Dragon Boat Festival is celebrated by making zongzi and of course, the Dragon Boat race. But before the race begins, an opening ceremony is held a week before. In central Taiwan the spot for holding the race is in an old town called Lugang (鹿港). Lugang literally means ‘deer port’ is located in Changhua County, 1 hour drive from Taichung City. Lugang’s golden age was during the rule of Qing Dynasty (清朝1644-1912) where Lugang acted as the second largest port in Taiwan after Tainan. Lugang’s culture is heavily influenced by Fujian culture as many businessmen emigrated from Fujian Province to Lugang. It is sprawled with old buildings such as temples, shops, and houses. In this city every year on summer solstice Central Taiwan celebrates Dragon Boat Festival.

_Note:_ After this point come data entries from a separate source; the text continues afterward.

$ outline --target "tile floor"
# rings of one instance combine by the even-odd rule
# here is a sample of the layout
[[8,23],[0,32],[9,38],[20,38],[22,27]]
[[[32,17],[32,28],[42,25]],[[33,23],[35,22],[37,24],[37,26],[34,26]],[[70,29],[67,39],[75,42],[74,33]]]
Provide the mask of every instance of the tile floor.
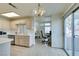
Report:
[[11,46],[11,56],[67,56],[62,49],[51,48],[36,42],[31,48]]

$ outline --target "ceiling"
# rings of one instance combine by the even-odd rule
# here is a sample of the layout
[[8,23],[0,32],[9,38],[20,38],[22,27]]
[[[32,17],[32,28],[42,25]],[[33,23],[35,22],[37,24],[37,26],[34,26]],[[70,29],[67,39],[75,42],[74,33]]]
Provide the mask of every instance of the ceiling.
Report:
[[[24,16],[33,16],[33,10],[37,8],[37,3],[12,3],[17,7],[13,8],[8,3],[0,3],[0,14],[6,12],[16,12],[17,14]],[[51,15],[63,15],[71,3],[41,3],[41,7],[46,10],[44,16]]]

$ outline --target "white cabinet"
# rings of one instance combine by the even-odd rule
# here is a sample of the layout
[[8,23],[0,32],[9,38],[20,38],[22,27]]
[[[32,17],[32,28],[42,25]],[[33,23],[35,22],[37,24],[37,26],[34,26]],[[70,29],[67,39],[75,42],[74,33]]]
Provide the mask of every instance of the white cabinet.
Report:
[[15,36],[15,44],[20,46],[28,46],[29,47],[29,36],[16,35]]

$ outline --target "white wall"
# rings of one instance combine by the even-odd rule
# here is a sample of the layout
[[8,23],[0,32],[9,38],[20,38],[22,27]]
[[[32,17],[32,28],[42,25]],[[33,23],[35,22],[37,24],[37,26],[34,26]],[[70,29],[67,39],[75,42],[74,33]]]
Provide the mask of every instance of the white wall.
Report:
[[10,21],[6,18],[0,17],[0,30],[9,30],[10,29]]
[[52,17],[52,47],[63,48],[63,18]]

First people gather in front of Longshan Temple (龍山) for the start of the ceremony. Performers are lining neatly wearing T-shirts and other uniforms from their respective performance clubs. Lion heads and dragons are put on the ground. The first performance is the ‘Dance of the Ladies’. It is a dance performed on stilts representing 8 types of common female occupations in old Lugang such as peasants, seamstresses, matchmakers, bakers, noodle makers, and so on. Uniquely, none of these ‘ladies’ is an actual woman. They are men in drag, dancing and swishing their colourful handkerchiefs on air.
Then it was followed by lion dances as well as dragon dances. None of the performers looks exhausted despite the scorching heat, everybody gives their maximum dancing and jumping around.

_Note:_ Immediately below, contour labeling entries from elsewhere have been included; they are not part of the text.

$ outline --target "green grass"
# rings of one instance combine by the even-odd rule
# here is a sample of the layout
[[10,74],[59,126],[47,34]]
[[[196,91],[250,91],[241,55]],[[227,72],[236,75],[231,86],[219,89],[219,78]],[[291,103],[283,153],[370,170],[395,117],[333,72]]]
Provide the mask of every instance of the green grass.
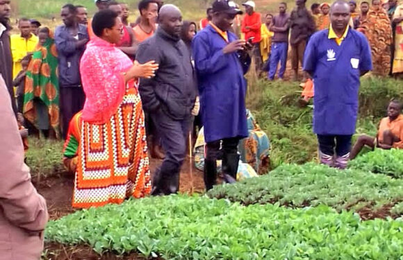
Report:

Suddenly everything becomes silent as the mayor of Lugang, his staff, and other important locals enter the temple to pray. Everybody waits patiently outside until they come out and give signal to start the parade, walking all the way to Mazu Temple (天后宮).
We start waking to Mazu Temple, which is about 1km from Longshan Temple. It is such a festivity. People are carrying their dragon boats, banners, and statues of deities, while spectators are watching from the sides of the street. It seems like everybody in town is out to see the parade. Locals are standing or sitting on the pavements, while tourists prefer the comfort of restaurant balconies.
After arriving at Mazu Temple, all boats are put down on the ground and turned around so their faces are looking toward the temple’s main gate. There are more praying indside the temple.
Then more walking. This time toward Lugang River where the race will be held, but not today. Today is the ceremony for blessing the boats. A huge tent is erected. The main part of the tent is where the altar is, the rest of the tent is used to store food for the participants and to provide shades for the spectators.
Inside the tent a Daoist priest is praying for the success of the ceremony, race, and the fortune to come. He takes a chicken and makes a slice on its cockscomb. Few drops of the chicken’s blood are mixed with red paints that are prepared on small saucers. The priest takes a paintbrush, dips it in the paint and chicken blood mixture, and starts writing the prayers on air.
He comes out of the tent and starts blessing the boats. Each of the red blindfolds that cover the dragons’ faces is removed, revealing blank white spots on where the pupils should be. The priest then dots red pupils on each of the dragons’ eye.
Using crates the boats are lowered on to the water. Each team mount their boat. With the rain of paper monies the boat set sail and marks the ending of the opening ceremony.